Figure 1: Signal intensity in the centre of k-space during an accelerated DCE scan with integrated T1 mapping. Flip angles were incremented from 1.5° to 15° during the first ~2 minutes then held constant at 15° for the remainder of the scan. The contrast injection occurred at ~4:15. Improved scan time efficiency was achieved by using the 15° pre-contrast data for both T1/M0 mapping and for DCE imaging.

Figure 2: Accelerated images before (zero-filled) and after model-based reconstruction from a glioblastoma multiforme patient. Many images sweeping such a wide range of angles provides high SNR full brain T1 and M0 maps and requires only 2 minutes of additional scan time prior to dynamic imaging.

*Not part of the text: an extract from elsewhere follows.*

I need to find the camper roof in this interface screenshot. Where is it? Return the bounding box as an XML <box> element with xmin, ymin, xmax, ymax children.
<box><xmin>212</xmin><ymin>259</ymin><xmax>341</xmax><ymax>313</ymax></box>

Figure 3: T1 and M0 maps from the proposed and standard methods. Standard T1 maps have 56% more noise variance than the accelerated ones. No relevant bias was observed between the accelerated and standard T1 maps, as shown in the Bland-Altman plot.

Figure 4: T1, M0, and pharmacokinetic parameter maps KTRANS and Vp (fused with an anatomical image from the same acquisition) from a glioblastoma patient. Integrated T1 and M0 mapping enabled efficient acquisition of high resolution, full brain permeability maps.